Nothing quite like partying at a bar in the name of Christ. I seem to recall a story though, about Jesus turning water into beer without a brewery, so maybe it makes sense. Anyway, I attended the Hideaway Bar Christmas party yesterday and helped the girls celebrate the upcoming holiday.

I was touched that one of the girls reserved my regular seat for me. Yeah, they call me “gwapo” which means handsome in Tagalog.
I did some reserving of my own…
In the spirit of the holiday, here’s a rare pic of Joy when she is NOT eating.
There was some kind of best dressed contest going on. This photo is after the food buffet on the pool table had been decimated. I contributed 32 Korean-style chicken wings from John’s place.
Ten Hideaway employees got a Christmas envelope from me containing 500 peso. An eleventh got 1000.
Someone had a gift for me as well.
A cup that keeps your coffee hot. Thanks, Joy.

The party started at 2:00 and I stuck around until 6:30. When I left the bar, a trike driver called out, “going home, John?” I took that as a sign and made it an early night.

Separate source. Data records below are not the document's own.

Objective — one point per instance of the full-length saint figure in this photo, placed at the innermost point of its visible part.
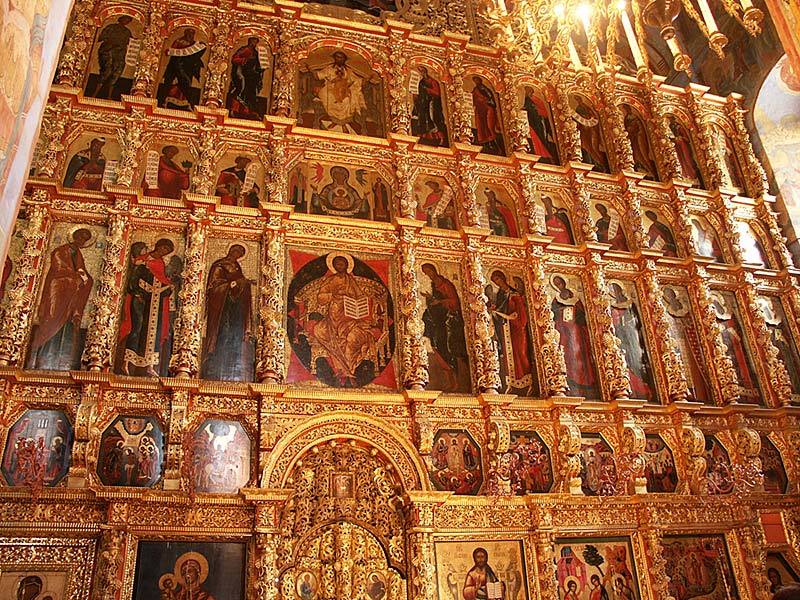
(541, 135)
(111, 53)
(659, 236)
(444, 328)
(556, 222)
(735, 342)
(146, 321)
(510, 316)
(488, 132)
(247, 79)
(56, 343)
(185, 65)
(569, 316)
(227, 346)
(482, 583)
(85, 169)
(427, 118)
(629, 331)
(683, 332)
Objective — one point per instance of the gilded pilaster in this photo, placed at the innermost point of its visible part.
(553, 366)
(611, 363)
(108, 576)
(772, 370)
(218, 55)
(206, 150)
(56, 118)
(21, 291)
(131, 140)
(144, 80)
(488, 375)
(414, 356)
(462, 120)
(674, 371)
(188, 342)
(77, 45)
(100, 340)
(399, 108)
(720, 364)
(270, 349)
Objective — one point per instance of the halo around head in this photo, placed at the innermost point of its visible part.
(196, 557)
(333, 255)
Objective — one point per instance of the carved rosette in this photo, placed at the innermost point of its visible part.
(266, 572)
(694, 446)
(462, 119)
(131, 140)
(674, 369)
(99, 348)
(77, 45)
(488, 376)
(583, 216)
(206, 150)
(707, 144)
(551, 353)
(144, 80)
(215, 85)
(110, 563)
(777, 375)
(615, 123)
(721, 364)
(398, 71)
(754, 172)
(469, 188)
(188, 342)
(54, 126)
(612, 362)
(414, 355)
(271, 347)
(663, 148)
(569, 449)
(16, 315)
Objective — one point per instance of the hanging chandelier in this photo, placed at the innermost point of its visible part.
(586, 33)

My Tuesday morning started as usual with a grocery shopping trip, but I changed things up a bit and went to the other big grocery store on the old Navy base first–Puregold. I will usually hit them up every couple of months or so and sometimes find an item or two I haven’t seen at Royal. Yesterday I found some canned mandarin oranges that I can use in my Aunt Pat’s Recipe World Famous Fruit Salad that I’ll make as part of my holiday tradition. Occasioinaly, I also find special deals as well. I stocked up on some candies to hand out on Monday’s annual Candy Hash run (Martin will once again be playing the role of Santa Claus for which is he is so well suited). And then there was this:

Buy one, take one of my favorite shampoo. Why, if my math is correct, that’s like half price!

Having learned my lesson, I watched as my sale items were scanned at the cash register. And my shampoo rang up at twelve dollars and change. I don’t think so, I told the cashier. She said I must be mistaken, it was a different item on sale. So, I went and took the picture above, and also this one:

It doesn’t get any clearer than that. When I showed it to the supervisor, she just shrugged and said it must be a mistake. No, it must be a scam. I told them to keep the shampoo and correct my tab.

Since I was on the other side of the base, I finished my shopping at the “old” Royal store, the one that used to be the commissary. Sometimes I find stuff there that the new Royal doesn’t have, although that didn’t prove to be the case yesterday.

Oh, and while I was at the party, my landlord (he lives in Singapore and is back home in the PI for the holidays) stopped by the property. When I got home, this was waiting for me:

That’s a helleva gift bag. Best damn landlord ever. I’m almost sorry that I plan to move next year.

And in keeping the holiday spirit alive, Facebook shared this memory from my last Christmas in Korea:

Me and my team. I was very blessed to have been their leader.

And this one from nine years ago was a sad memory:

Where did the love between us go?

Oh, well. As they say: Forget about the past; it is history. Forget about the future; it’s a mystery. Forget about the present; I didn’t get you one.

Bada bing. And Merry Christmas to you all.

2 thoughts on “‘Twas the Tuesday before Christmas

  1. I seem to recall a story though, about Jesus turning water into beer without a brewery

    I think that was Viking Jesus.

    There was some kind of [best-dressed] contest going on.

    Too bad Aine wasn’t there (or did I miss her in the pic?). She knows how to dress in a way that’s both sleek and provocative. (As long as she’s not using her artificial chest!)

    Generous landlord for sure. Wow.

    Those pricing scams are shameless. Good that you’re on the lookout.

  2. Kev, impressed you are so good with the names of these gals. In this case, you have the right girl but the wrong bar–Aine works (or used to, I haven’t seen her recently) at Wet Spot. I don’t have hands-on evidence, but I’m pretty sure those tits are real.

    How dare these supermarkets try and scam me out of the money that rightfully belongs to the bargirl scammers!